Today’s beta launch of Medpedia, a wiki joint initiative by various prestigious global institutions (e.g., Harvard Medical School) that only lets pre-screened physicians and PhDs post, raises interesting questions about letting the public post about their conditions and health experiences.  Certainly, the content-rich site will supplement existing health info sites and provide confidence to consumers in the reliability of its information in light of Wikipedia’s medical inaccuracies, and I hope the site builds an active community of physicians to post and moderate.  We definitely like Medpedia’s focus on controlling the quality of content regarding conditions and treatments, categories where users assume advice is coming from authoritative and objective sources and not from those whose accuracy might be suspect (e.g., advertisers or lay people).
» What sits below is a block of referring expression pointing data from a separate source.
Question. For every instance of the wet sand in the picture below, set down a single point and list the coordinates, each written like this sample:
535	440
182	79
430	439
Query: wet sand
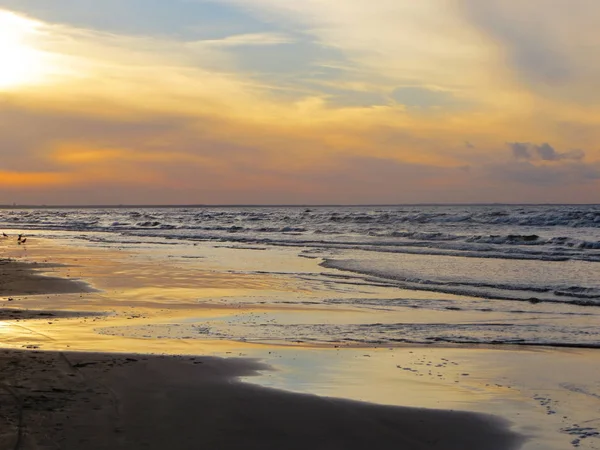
99	400
103	401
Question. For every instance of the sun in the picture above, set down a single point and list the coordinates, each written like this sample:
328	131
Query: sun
20	63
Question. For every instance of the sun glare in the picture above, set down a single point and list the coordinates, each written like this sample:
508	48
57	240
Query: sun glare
20	63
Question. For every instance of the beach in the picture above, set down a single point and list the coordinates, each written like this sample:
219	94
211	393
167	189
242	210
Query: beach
231	345
103	400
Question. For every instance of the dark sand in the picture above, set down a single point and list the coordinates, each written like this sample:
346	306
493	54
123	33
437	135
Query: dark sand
53	400
19	278
100	401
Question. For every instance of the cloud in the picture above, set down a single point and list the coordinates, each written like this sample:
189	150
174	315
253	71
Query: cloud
544	152
250	39
551	176
549	46
420	97
520	150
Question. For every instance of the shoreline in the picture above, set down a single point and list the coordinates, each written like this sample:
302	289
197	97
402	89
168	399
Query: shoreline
148	298
133	401
99	401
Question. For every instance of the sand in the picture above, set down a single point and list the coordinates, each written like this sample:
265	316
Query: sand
103	401
109	401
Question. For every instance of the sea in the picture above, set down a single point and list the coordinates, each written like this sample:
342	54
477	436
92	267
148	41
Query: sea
500	275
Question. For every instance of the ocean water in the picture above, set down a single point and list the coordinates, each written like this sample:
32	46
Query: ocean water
497	275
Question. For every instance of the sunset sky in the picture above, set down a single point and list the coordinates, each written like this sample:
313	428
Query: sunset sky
299	101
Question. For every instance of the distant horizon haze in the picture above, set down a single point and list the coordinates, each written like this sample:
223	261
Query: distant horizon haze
281	102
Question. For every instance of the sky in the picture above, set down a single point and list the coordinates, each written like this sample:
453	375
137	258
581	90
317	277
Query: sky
299	101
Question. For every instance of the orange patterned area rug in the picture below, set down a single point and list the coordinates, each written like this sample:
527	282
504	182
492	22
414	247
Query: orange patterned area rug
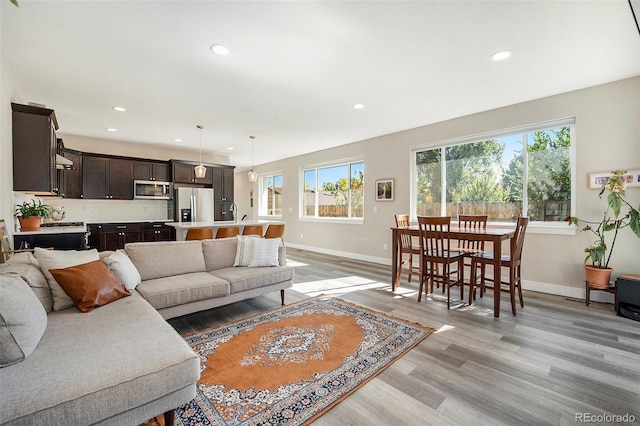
293	363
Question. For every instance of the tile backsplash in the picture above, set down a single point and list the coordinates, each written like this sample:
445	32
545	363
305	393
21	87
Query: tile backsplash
106	210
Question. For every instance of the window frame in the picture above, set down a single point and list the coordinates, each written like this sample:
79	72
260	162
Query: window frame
535	227
327	164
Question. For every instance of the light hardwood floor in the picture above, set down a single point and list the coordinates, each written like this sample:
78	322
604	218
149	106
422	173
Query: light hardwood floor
555	360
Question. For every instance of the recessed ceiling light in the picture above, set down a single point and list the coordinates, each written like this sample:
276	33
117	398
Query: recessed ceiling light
501	55
219	49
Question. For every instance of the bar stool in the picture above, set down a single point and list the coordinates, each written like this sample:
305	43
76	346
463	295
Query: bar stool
274	231
252	230
199	234
513	261
228	231
406	247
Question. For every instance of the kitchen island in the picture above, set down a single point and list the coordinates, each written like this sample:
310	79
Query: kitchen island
183	227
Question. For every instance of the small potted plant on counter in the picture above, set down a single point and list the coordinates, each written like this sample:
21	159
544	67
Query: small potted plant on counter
30	214
598	272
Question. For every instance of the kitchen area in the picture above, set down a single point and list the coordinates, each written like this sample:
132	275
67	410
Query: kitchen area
105	201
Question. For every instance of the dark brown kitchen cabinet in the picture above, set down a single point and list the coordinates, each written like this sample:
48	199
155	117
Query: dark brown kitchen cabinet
115	235
155	232
70	180
223	178
185	173
105	177
151	170
34	149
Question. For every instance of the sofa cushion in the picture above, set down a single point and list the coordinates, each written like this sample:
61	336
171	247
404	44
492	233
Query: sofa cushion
89	366
90	285
264	252
22	320
244	278
164	259
120	264
220	253
244	250
181	289
25	265
56	259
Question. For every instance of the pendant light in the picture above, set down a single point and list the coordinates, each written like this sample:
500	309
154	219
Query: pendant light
201	171
253	176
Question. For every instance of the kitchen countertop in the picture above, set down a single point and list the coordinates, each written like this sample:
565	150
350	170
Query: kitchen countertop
186	225
91	222
55	230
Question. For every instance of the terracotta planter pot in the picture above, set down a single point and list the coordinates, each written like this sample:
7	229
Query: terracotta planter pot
597	277
31	223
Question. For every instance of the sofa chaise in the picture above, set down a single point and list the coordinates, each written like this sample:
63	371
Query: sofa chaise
120	363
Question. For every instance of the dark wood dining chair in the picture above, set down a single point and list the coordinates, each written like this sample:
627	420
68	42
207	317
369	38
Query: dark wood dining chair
252	230
512	261
199	234
274	231
435	253
228	231
471	247
407	247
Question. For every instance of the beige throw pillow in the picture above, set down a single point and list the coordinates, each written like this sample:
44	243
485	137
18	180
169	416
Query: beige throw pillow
244	249
56	259
120	264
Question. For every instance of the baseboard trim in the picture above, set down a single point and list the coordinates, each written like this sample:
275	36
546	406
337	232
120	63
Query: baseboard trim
540	287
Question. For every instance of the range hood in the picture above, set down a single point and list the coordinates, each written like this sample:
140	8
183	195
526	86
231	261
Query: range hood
63	163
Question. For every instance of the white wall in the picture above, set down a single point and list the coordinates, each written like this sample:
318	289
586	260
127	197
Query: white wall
139	150
608	138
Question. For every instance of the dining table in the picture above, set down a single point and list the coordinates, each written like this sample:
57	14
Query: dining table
496	236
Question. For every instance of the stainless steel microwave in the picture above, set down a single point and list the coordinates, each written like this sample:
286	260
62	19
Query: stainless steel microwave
152	190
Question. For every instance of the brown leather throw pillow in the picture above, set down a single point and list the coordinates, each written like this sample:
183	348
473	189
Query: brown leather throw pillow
90	285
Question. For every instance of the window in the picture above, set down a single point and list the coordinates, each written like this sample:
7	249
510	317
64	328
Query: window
501	175
271	195
333	191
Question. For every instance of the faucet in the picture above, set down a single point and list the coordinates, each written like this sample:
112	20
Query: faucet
234	211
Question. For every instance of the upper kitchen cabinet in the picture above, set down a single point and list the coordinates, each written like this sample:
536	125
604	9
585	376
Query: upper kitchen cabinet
106	177
34	149
223	178
183	172
70	179
151	170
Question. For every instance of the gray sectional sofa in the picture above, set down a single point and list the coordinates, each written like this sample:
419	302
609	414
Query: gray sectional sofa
121	363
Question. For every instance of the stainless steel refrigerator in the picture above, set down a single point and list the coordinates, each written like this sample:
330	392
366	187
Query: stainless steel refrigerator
194	204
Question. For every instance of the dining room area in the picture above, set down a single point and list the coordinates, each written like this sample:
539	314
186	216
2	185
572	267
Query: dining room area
465	254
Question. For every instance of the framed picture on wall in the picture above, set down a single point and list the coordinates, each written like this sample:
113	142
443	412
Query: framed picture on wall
632	178
384	190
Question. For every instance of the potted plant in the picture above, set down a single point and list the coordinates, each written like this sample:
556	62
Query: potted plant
30	214
598	272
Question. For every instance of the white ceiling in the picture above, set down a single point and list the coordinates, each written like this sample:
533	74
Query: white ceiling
296	68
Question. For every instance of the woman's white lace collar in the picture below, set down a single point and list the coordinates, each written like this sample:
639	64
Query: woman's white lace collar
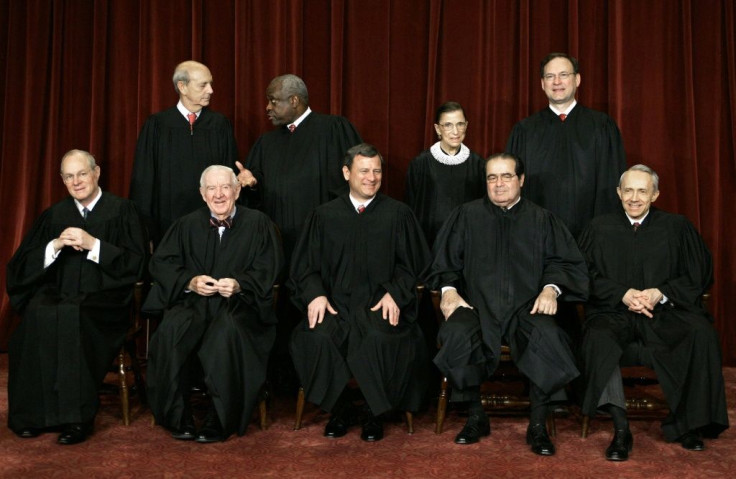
451	160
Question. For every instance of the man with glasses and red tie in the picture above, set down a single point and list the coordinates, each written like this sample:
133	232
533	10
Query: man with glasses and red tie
174	146
72	281
502	263
573	155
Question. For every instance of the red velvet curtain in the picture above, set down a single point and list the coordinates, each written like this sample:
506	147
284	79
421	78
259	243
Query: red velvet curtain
86	74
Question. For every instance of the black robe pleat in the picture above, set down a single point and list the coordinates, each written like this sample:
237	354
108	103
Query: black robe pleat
231	336
354	260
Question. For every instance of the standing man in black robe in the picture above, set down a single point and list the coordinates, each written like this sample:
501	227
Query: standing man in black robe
290	171
213	274
573	155
298	166
648	272
72	280
174	146
502	262
354	275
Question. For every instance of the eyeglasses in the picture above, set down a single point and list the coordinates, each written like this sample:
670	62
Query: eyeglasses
504	177
81	176
562	76
461	126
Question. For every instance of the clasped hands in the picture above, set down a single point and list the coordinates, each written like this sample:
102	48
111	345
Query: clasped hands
77	238
207	286
245	177
317	307
642	302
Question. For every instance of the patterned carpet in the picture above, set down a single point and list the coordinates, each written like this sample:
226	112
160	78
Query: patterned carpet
142	450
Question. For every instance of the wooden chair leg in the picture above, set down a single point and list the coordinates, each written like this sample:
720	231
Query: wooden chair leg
586	426
409	422
551	425
124	400
299	409
441	407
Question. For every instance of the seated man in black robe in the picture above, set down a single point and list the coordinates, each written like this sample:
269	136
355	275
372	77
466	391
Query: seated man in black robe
354	274
213	275
72	281
648	272
502	262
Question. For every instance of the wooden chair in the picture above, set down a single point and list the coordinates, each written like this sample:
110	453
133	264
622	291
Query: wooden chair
637	372
501	403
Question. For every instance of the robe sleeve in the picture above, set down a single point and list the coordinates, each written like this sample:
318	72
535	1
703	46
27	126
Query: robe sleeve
305	280
142	189
257	279
564	265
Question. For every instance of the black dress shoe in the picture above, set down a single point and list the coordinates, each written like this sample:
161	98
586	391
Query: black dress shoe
692	442
74	434
336	427
537	437
28	432
620	446
187	431
475	428
211	430
372	429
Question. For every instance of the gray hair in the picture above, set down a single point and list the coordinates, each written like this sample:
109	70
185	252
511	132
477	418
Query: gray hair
645	169
233	179
293	85
86	154
181	72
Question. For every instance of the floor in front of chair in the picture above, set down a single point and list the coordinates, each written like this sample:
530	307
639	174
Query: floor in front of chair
143	450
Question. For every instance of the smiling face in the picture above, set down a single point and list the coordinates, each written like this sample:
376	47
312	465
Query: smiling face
79	178
364	177
220	192
281	108
637	193
451	130
560	91
502	182
197	93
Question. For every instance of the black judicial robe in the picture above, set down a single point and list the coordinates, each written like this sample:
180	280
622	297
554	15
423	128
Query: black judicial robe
666	252
169	159
572	167
499	262
434	189
354	259
299	171
232	336
75	313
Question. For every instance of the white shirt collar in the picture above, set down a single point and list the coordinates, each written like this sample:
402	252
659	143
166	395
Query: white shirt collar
182	109
301	118
567	110
357	203
91	204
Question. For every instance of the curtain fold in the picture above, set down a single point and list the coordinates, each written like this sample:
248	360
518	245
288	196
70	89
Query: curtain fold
81	74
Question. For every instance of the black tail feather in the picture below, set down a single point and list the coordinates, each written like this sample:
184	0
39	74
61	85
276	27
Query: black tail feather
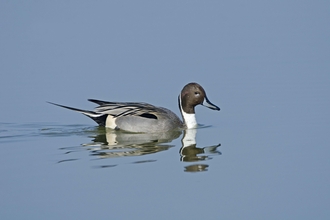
100	119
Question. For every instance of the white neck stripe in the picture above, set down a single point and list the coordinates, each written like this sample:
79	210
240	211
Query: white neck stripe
189	119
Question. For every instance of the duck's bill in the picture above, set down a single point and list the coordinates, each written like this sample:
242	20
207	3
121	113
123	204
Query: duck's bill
208	104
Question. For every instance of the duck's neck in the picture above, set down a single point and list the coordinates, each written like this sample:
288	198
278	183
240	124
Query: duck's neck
188	119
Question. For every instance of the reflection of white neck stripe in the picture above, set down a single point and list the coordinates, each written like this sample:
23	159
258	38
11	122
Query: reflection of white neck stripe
189	137
189	119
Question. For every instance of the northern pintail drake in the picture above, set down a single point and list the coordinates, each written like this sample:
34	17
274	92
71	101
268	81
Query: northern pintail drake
146	118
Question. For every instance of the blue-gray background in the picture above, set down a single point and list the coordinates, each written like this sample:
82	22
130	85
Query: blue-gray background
266	64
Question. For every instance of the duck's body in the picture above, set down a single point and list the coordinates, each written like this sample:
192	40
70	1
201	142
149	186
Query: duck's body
143	117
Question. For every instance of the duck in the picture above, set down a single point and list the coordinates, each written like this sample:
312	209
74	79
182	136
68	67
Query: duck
140	117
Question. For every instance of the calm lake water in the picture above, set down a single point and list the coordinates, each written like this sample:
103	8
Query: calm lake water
265	155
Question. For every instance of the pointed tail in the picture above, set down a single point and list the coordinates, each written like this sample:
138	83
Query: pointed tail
97	117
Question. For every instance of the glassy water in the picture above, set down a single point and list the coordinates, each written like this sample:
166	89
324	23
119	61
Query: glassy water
265	155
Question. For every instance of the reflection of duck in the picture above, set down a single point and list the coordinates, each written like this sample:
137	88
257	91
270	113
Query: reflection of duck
110	143
190	153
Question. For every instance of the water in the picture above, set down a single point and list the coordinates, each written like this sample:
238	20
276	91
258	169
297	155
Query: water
263	156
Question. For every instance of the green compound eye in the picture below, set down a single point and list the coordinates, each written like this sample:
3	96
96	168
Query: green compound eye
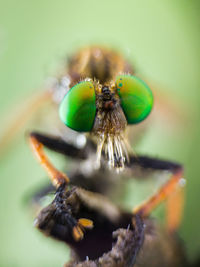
136	98
77	109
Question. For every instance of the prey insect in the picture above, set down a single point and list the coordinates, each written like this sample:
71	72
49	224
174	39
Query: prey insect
103	99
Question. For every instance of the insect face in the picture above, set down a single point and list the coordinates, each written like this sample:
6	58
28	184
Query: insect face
104	110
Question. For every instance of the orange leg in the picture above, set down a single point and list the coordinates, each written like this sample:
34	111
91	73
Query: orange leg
57	177
172	191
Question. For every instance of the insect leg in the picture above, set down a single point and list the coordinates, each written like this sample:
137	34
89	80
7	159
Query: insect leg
171	191
57	177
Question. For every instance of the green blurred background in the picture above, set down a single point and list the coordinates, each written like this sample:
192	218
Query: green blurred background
161	38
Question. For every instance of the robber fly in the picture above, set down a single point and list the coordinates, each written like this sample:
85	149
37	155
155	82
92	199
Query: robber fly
102	98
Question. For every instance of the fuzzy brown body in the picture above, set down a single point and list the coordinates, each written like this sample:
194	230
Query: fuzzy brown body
114	238
98	63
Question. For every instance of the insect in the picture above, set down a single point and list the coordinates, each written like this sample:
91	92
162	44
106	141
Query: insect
102	99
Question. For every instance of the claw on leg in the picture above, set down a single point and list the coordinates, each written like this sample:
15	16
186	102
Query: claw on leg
78	230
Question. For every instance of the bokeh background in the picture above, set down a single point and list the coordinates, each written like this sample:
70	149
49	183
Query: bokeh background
160	37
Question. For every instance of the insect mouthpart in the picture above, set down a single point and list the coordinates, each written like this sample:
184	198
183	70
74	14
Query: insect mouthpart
109	127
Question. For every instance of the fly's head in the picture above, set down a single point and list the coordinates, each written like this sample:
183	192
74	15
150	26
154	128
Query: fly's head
105	110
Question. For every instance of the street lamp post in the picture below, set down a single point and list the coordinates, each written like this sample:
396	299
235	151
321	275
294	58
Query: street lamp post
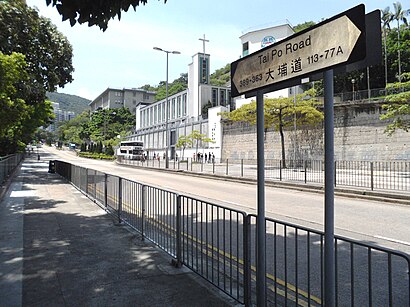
167	113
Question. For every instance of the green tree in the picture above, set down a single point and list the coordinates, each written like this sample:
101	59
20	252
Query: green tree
176	86
101	126
183	142
47	52
93	12
47	64
399	15
75	130
221	76
198	138
398	110
281	113
13	108
386	18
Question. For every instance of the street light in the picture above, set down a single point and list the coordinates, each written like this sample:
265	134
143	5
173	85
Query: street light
167	107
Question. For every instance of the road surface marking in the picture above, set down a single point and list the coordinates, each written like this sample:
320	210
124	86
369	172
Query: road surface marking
393	240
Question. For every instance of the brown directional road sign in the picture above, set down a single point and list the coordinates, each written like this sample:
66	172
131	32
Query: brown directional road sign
339	40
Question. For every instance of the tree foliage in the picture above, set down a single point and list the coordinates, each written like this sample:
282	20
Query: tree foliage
102	126
94	12
398	110
221	76
35	58
47	52
176	86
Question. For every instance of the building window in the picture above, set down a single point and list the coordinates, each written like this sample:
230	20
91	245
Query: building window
203	70
214	97
184	104
245	48
229	97
222	97
179	106
173	108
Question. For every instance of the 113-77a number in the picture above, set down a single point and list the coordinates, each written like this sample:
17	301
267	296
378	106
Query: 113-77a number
328	53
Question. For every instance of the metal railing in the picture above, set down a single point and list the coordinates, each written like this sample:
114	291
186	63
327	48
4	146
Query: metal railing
219	244
372	175
8	164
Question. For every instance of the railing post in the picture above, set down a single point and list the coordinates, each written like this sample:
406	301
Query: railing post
335	173
179	232
86	181
305	166
280	170
247	287
105	190
144	198
119	199
371	176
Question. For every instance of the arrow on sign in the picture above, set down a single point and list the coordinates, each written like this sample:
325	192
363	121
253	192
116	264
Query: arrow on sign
328	44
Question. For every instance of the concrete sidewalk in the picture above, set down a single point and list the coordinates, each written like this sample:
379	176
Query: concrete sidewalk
58	248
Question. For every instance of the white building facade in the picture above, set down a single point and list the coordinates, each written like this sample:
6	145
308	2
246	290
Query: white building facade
114	98
189	110
198	107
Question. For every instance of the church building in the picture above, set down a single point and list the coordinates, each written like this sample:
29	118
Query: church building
197	107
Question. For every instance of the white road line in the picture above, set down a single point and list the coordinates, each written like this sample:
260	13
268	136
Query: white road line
393	240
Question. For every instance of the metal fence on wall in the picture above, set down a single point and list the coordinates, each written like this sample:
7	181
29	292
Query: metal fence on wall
8	164
219	244
372	175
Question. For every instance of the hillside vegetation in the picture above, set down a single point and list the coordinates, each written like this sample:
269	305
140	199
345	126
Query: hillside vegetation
68	102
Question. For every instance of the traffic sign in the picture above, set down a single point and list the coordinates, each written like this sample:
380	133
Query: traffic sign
339	40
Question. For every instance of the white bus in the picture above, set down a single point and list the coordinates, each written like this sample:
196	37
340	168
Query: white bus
132	150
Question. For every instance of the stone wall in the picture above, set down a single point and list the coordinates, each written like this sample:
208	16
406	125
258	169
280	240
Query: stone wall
359	135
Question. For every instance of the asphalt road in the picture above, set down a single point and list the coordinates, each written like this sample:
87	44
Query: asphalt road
382	223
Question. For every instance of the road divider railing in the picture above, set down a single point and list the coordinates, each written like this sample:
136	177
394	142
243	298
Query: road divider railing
8	164
371	175
219	244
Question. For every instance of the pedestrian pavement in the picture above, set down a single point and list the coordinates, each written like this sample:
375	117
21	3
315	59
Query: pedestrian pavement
58	248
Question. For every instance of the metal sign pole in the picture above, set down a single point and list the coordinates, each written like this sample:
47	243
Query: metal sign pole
260	223
329	274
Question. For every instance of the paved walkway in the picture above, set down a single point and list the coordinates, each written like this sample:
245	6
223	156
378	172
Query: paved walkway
57	248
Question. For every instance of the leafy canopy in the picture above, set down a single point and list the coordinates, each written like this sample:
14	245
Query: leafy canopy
35	58
398	110
93	12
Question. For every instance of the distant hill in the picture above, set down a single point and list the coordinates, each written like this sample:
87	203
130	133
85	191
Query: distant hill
68	102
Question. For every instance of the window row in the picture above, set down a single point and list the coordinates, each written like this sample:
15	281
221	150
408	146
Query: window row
156	114
221	97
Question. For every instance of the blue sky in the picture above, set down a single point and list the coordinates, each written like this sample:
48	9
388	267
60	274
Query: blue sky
123	55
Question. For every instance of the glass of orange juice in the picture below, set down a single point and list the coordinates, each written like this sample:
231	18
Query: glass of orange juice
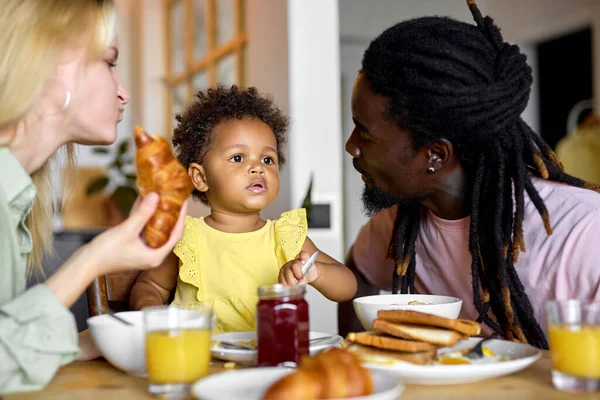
574	338
177	348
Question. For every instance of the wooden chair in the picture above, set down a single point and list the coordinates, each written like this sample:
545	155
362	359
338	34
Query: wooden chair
111	291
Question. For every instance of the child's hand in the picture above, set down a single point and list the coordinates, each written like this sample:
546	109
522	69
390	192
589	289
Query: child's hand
291	273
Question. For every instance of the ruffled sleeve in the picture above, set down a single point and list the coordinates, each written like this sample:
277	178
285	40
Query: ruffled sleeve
290	234
187	250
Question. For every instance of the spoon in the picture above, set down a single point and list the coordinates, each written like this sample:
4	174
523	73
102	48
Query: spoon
477	351
111	313
309	263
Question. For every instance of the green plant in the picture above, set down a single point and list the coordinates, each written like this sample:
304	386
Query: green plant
119	180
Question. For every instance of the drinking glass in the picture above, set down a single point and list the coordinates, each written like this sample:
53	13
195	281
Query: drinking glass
177	348
574	338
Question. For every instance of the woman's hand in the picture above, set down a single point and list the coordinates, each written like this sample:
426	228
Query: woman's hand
123	247
117	249
291	273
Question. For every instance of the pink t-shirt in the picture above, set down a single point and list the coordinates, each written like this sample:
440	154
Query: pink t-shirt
563	265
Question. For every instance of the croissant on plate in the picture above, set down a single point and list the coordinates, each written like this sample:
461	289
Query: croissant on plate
159	171
332	374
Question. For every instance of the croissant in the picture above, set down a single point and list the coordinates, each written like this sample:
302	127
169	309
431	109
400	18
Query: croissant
332	374
159	171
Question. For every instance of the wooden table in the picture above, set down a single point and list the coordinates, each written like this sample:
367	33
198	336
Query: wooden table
99	380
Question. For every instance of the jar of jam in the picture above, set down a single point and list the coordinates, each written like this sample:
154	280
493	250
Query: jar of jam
282	324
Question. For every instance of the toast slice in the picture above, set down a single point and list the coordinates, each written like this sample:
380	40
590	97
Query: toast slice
381	341
428	334
368	354
465	326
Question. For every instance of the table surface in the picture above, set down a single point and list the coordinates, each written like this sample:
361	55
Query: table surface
99	380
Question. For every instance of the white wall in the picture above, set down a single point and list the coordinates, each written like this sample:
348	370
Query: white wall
315	139
267	69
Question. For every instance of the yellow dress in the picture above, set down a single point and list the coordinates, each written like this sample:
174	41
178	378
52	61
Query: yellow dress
224	270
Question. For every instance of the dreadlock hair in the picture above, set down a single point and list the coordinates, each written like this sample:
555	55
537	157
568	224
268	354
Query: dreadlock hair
192	136
453	80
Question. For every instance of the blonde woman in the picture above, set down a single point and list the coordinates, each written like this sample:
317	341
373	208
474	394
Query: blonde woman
58	86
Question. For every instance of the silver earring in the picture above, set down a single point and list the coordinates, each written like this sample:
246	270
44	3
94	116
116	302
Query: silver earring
67	101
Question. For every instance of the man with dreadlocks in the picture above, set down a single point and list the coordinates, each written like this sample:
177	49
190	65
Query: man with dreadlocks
476	204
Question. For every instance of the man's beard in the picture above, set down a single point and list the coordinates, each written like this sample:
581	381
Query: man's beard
375	199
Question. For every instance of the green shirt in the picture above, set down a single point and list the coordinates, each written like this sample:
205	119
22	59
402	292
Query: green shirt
38	333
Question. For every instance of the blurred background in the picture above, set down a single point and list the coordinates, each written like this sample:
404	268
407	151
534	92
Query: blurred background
306	54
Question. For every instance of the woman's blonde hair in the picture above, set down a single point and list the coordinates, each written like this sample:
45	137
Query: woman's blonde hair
34	34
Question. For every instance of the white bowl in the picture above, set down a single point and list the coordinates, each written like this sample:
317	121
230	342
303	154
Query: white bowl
366	307
122	345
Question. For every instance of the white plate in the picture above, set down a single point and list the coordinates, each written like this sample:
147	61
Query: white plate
249	357
251	384
522	356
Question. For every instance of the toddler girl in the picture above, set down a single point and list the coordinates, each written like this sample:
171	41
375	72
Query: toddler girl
231	141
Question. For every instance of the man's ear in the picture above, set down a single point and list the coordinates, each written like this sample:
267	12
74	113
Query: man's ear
198	175
438	154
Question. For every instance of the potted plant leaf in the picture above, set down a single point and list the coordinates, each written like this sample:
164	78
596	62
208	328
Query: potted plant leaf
119	183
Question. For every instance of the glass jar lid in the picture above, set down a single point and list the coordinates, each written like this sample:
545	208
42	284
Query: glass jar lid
279	290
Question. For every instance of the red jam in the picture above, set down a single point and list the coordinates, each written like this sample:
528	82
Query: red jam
282	324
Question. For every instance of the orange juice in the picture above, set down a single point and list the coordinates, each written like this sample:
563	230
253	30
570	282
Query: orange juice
575	349
177	356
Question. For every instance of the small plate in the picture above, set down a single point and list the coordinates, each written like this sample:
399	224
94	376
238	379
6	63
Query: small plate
251	384
249	357
521	356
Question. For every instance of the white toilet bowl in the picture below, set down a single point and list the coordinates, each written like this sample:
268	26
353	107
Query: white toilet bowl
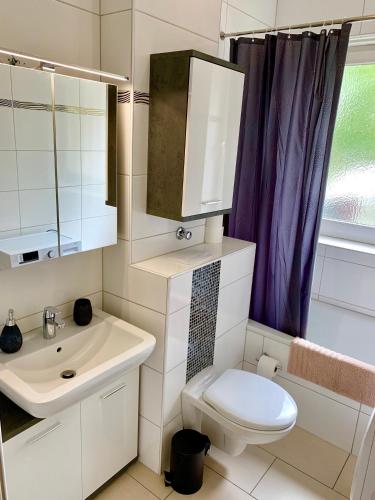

Crowd-sourced medical content can at times be useful to the public, such as for doctor reviews (e.g., Vitals.com or RateMDs) and social networking (e.g., PatientslikeMe).  However, in these categories, there have been allegations of misleading doctor reviews on Yelp, and this recent NYT article on Zagat for Doctors seems to dismiss the concept of crowd-sourced doctor reviews entirely, quoting one doctor as stating the Zagat-Wellpoint initiative was “treating medical care provided by dedicated and caring physicians as if we were preparing a meal.”   Our opinion is that while crowd-sourced medical content definitely has a place among screened or expert content to provide consumers with comprehensive info, medical websites should take more effort than, say, restaurant or product review sites to make sure that the public is not provided with misleading information.